There were insults, threats and the Montreal players decrying a real lack of respect from the Boston side of the ice, and that kind of snarl lives on at least from the Bruins’ end of things.  

Canadiens center Tomas Plekanec isn’t very well-liked or well-respected within the B’s dressing room, and a national hockey audience got a taste of why when he repeatedly snapped his head back in embellishment during phantom high stick encounters against the New York Rangers in the Eastern Conference Finals. The blatant play-acting even spawned the hash tag #Plekanecing on twitter where fans snapped selfies in mock pain and head-snapping embellishment.

During the 2014 Phoenix House Champs for Change dinner in Halifax, Marchand was asked by AHL President Dave Andrews during a panel discussion which NHL player irritates him the most. Surely it’s a long list with an agitator like Marchand, but there wasn’t much hesitation in his answer.
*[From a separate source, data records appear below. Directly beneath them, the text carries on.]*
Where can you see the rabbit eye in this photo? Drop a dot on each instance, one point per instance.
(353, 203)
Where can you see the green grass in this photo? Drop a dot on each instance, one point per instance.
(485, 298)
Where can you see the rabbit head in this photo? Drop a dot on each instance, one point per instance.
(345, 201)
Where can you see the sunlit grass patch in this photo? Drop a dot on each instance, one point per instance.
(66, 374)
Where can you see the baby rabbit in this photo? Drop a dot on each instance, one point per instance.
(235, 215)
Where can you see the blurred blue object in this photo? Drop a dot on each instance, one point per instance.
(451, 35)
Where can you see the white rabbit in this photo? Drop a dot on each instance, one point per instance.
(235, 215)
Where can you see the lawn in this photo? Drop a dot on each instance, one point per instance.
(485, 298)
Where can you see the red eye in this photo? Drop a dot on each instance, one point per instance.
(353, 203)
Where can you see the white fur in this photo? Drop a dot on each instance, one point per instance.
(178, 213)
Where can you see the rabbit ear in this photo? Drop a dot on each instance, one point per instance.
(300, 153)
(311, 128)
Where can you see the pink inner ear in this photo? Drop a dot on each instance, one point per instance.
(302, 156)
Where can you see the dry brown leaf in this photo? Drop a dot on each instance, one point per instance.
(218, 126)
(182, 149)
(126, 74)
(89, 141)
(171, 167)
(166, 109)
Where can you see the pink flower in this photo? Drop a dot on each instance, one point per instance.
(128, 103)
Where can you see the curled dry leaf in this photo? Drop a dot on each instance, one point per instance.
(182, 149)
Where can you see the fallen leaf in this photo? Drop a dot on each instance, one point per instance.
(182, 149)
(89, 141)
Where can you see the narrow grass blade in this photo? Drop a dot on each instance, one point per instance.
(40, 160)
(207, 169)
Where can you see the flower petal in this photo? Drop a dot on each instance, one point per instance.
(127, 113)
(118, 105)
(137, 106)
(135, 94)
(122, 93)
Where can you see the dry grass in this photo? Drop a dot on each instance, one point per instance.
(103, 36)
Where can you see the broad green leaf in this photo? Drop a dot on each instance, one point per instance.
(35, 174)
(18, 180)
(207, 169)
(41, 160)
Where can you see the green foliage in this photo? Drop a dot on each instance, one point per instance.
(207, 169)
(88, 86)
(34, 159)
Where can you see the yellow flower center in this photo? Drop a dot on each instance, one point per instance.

“There are a few guys out there that really irritate,” said Marchand, who it should be noted has authored his own adventures in embellishment over the years. “Tomas Plekanec from Montreal…I hate him. I can’t stand him. No, I probably shouldn’t say that. I dislike him very much. Now somebody is going to call and get mad at me tomorrow.”

It sounds like Marchand has received a few calls to the Black and Gold principal’s office over the years.

That’s no surprise either.

It’s not a secret that fellow Czech center David Krejci isn’t a fan of some of Plekanec’s methods when the two players get matched up in the Bruins/Habs encounters. It should be noted that Plekanec has enjoyed the upper hand in the head-to-head battle between the two talented pivots, and once again frustrated Boston’s No. 1 center last spring with his high effort two-way play and borderline stick-work.

The one positive about all of this: the Bruins are clearly still livid about how they lost last spring, and who they lost to in the hated Habs. Marchand and the Bruins play a much more effective brand of hockey when there’s anger and upset, and perhaps even a bit of good, old-fashioned hate.